LLM Preamble Experiments¶

Empirical investigation of whether coding-agent preambles measurably change the quality of code that LLMs produce. They do — and the channel is load-bearing in both directions. Two pre-registered investigations, 1,290 generations, 25,140 cross-judge ratings.

TL;DR¶

The preamble channel is genuinely load-bearing — content choices measurably move outputs in either direction relative to a no-preamble baseline. There is no universal "best preamble"; a preamble's effect is governed by overlap between the dimensions the preamble enumerates and the dimensions your downstream evaluator measures.

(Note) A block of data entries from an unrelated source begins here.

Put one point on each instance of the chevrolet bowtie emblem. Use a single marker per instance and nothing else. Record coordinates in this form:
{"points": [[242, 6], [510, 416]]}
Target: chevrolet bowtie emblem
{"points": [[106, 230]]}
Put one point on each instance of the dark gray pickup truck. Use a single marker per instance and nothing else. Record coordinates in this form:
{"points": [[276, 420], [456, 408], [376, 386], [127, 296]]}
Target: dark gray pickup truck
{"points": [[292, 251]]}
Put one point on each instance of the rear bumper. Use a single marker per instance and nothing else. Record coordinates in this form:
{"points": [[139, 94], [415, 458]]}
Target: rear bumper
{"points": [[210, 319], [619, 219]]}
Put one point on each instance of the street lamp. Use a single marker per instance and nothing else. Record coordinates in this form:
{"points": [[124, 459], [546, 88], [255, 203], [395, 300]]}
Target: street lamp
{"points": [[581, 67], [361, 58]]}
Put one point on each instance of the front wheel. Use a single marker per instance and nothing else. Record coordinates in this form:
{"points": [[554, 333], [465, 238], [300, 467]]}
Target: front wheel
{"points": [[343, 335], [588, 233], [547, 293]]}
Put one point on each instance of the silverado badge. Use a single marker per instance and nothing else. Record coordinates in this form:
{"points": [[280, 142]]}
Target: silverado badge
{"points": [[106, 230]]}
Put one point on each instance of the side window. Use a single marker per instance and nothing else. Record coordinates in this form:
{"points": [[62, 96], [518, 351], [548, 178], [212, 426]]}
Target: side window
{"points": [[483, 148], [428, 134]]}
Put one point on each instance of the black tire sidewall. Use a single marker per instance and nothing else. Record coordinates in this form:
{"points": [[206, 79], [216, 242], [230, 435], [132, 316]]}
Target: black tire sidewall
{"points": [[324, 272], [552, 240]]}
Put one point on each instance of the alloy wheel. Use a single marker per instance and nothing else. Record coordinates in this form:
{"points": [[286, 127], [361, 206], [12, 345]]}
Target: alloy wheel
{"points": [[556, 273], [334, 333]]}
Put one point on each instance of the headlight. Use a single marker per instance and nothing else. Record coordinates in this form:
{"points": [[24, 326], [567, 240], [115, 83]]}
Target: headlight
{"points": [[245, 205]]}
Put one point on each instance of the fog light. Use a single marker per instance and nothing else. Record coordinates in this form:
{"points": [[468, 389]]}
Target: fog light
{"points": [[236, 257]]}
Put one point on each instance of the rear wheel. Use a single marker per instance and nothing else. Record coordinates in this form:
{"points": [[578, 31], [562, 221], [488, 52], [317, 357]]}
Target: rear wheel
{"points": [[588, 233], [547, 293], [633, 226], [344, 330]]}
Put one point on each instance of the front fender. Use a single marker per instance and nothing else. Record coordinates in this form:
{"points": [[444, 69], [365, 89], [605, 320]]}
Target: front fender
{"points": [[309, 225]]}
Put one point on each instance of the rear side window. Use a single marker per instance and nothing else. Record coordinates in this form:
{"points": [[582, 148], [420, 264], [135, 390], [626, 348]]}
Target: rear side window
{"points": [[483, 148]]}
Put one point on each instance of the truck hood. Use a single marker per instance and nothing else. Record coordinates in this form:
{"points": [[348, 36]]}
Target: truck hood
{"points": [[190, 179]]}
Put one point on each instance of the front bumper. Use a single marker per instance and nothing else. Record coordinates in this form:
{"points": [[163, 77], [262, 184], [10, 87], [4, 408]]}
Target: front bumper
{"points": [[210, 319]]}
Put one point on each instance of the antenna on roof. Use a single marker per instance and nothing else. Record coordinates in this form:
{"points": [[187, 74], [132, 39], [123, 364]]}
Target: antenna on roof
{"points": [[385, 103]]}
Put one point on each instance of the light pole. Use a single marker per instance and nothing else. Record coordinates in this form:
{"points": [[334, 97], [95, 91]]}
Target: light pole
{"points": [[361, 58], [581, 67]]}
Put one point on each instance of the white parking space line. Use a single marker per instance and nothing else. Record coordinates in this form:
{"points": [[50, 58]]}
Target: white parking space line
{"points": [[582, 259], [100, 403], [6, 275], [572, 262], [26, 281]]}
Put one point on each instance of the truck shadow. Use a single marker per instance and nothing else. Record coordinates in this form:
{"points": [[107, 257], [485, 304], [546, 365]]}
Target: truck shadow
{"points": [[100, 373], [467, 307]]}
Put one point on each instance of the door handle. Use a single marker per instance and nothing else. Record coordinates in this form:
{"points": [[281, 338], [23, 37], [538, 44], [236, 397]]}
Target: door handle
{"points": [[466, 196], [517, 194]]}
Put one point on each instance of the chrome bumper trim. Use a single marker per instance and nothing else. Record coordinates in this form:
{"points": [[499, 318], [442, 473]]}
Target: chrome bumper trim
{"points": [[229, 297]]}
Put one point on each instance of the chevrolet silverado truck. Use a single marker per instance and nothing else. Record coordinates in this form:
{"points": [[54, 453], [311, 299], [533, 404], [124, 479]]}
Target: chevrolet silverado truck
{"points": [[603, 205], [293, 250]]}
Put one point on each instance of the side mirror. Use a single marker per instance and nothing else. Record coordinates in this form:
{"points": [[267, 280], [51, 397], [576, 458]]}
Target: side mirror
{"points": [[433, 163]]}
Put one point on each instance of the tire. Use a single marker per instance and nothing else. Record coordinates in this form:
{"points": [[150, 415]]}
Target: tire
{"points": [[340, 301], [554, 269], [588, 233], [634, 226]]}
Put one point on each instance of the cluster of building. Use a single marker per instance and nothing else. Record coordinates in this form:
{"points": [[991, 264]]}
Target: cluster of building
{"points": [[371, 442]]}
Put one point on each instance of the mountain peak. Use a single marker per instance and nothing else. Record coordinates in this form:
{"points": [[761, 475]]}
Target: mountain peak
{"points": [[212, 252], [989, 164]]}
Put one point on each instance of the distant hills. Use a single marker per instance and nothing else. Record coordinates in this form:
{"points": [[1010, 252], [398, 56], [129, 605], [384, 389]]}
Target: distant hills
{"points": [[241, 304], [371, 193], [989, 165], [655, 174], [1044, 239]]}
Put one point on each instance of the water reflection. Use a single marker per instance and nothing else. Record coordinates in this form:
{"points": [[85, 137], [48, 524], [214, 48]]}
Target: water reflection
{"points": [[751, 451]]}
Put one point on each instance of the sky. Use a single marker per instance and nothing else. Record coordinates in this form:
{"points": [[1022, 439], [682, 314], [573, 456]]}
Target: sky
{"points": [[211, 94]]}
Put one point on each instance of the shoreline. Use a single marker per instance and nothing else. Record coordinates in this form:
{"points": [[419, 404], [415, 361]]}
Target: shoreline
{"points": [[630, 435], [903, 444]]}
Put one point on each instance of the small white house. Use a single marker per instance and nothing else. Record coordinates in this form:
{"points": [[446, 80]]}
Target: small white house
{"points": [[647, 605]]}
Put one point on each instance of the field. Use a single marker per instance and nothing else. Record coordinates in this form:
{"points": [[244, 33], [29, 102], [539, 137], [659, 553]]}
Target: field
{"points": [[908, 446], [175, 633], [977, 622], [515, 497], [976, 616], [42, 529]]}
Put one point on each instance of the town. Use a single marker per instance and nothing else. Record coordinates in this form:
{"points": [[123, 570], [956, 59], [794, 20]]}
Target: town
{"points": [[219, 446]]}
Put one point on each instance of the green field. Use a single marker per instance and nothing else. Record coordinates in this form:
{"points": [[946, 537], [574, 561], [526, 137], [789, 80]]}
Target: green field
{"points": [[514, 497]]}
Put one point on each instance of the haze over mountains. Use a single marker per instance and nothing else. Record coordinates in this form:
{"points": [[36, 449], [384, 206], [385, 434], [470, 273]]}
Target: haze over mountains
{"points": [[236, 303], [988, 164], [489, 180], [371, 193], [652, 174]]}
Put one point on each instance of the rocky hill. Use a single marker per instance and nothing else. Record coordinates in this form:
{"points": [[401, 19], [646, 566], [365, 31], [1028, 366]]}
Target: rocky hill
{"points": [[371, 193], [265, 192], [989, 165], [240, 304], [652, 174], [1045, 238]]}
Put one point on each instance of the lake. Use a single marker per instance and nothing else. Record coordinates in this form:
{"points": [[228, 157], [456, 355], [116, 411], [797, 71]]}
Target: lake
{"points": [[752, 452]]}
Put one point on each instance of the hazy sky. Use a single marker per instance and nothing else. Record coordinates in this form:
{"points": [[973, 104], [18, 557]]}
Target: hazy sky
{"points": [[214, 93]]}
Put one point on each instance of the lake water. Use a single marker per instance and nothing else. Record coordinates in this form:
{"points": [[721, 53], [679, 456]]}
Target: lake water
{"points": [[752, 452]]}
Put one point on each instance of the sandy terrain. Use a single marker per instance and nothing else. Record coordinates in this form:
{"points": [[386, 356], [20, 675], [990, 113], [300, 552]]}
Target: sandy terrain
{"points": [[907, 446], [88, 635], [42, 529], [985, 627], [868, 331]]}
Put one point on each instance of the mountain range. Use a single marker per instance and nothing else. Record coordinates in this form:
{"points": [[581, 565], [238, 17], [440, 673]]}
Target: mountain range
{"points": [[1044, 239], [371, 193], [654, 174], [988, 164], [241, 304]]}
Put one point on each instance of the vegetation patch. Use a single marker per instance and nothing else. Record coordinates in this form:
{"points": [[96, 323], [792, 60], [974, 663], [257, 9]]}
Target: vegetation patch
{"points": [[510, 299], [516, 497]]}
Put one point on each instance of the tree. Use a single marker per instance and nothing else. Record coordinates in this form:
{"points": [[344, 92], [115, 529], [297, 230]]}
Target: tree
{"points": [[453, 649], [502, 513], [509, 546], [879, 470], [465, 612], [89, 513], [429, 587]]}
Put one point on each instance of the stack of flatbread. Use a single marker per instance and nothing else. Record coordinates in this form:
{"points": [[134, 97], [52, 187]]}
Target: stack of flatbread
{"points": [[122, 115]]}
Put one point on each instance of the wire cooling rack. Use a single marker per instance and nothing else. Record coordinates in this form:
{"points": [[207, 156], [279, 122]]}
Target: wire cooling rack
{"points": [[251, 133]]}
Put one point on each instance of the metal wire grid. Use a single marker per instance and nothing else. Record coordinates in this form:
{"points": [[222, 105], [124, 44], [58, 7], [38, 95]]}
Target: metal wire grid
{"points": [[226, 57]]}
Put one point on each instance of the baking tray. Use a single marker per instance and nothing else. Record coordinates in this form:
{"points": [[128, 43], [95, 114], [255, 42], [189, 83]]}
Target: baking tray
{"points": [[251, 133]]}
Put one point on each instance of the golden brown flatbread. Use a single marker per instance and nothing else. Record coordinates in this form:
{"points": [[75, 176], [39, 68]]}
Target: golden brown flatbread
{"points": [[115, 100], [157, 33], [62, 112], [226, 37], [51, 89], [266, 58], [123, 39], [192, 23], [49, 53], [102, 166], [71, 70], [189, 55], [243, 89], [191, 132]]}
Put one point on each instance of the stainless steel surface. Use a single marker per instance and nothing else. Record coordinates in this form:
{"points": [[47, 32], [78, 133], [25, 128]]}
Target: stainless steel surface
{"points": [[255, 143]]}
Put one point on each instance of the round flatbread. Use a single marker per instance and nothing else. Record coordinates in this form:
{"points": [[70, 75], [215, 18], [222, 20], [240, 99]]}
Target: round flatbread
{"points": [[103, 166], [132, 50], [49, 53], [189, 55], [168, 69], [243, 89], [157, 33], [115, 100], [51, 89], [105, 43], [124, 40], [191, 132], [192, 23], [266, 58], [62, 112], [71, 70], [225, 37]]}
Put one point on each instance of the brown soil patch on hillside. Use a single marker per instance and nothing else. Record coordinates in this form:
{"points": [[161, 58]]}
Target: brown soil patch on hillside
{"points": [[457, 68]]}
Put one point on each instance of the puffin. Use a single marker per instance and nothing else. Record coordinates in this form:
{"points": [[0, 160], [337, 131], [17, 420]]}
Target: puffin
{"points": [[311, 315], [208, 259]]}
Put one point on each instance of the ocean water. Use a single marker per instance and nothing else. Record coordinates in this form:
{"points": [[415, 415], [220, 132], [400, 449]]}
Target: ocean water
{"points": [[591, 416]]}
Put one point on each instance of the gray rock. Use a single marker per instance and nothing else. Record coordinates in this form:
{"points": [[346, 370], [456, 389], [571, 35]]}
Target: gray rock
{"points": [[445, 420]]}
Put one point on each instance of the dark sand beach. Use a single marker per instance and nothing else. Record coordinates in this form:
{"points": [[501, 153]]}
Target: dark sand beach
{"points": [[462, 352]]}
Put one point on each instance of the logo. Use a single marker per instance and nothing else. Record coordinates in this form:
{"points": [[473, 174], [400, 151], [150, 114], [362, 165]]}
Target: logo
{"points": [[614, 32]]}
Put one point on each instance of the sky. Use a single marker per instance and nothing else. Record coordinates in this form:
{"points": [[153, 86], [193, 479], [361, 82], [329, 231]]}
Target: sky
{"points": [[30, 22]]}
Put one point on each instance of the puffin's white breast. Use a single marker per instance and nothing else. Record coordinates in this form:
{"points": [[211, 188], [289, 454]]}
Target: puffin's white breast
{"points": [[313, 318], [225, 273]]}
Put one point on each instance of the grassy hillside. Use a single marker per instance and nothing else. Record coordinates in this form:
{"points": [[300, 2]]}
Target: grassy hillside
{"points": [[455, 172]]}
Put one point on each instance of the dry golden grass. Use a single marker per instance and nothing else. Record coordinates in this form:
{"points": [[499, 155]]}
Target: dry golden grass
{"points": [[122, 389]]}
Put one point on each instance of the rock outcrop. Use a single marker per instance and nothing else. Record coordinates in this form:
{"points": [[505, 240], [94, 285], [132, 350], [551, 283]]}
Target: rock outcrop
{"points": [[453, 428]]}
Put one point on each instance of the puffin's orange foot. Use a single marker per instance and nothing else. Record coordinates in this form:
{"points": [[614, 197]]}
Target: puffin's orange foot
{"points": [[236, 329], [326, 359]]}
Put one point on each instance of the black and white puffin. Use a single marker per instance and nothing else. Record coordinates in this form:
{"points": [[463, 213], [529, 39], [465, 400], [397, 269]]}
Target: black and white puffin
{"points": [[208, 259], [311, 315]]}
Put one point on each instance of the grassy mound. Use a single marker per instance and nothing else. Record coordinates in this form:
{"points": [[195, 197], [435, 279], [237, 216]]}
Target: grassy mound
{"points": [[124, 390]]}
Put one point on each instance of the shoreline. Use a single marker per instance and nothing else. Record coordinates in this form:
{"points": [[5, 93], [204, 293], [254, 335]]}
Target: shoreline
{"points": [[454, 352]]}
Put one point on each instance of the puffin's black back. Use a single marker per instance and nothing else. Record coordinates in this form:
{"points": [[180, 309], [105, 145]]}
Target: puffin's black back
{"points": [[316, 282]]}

Modest effect sizes in either direction (~3–6 points out of 100).

The full headline table with empirical evidence per claim is in the five findings.

Start here¶

If you're a practitioner deciding what to put in your agent's system prompt¶

The five findings — each with claim, evidence table, action, and related-work pointer.
Designing a preamble — a six-step procedure derived from the findings.
Preambles tested verbatim — the actual text of all 12 conditions, with mean CQS-craft per condition.
Interpret CQS-craft effect sizes — when the measured effect matters and when it doesn't.

If you're a researcher or methodologist¶

Explanation — mechanism arguments: attention-allocation, enumeration-vs-demonstration, the verified system-vs-user channel asymmetry, why static metrics miss, the v1 → v2 instrument correction.
Methodology — pre-registration, ml-lab debate workflow, investigation logs, the five spec amendments, limitations.
Statistical methods — Kruskal–Wallis omnibus, mixed-effects M0/M1/M2, bootstrap 95% CI.
Related work — situating in the 2024–2026 literature on persona/system-prompt effects and LLM-as-judge evaluation.

If you want to reproduce the runs¶

Quickstart — setup + commands.
Main run — full v2 experiment end-to-end (~1 hour).
Confound probes — the 3-probe identification test (~5 min).

What this site is¶

A Diátaxis-organized companion to the llm-preamble repo. The repo's README.md, PREAMBLES.md, RELATED_WORK.md, and per-cycle CONCLUSIONS.md remain the source-of-truth artifacts; this site reorganizes them for navigation and adds the explanation pages that consolidate mechanism arguments developed during and after the investigation. Every page links back to the underlying source — script, results file, or markdown artifact — under the repo root.

ML-Lab¶

Designed, executed, and analyzed using ml-lab — a Claude Code plugin for rigorous, pre-registered ML hypothesis investigations (hypothesis → adversarial critique → PoC → empirical resolution → peer review). Every artifact in this repo (HYPOTHESIS.md, SPEC_V2.md, CONCLUSIONS.md, REPORT_ADDENDUM.md, INVESTIGATION_LOG.jsonl) is a canonical output of that workflow.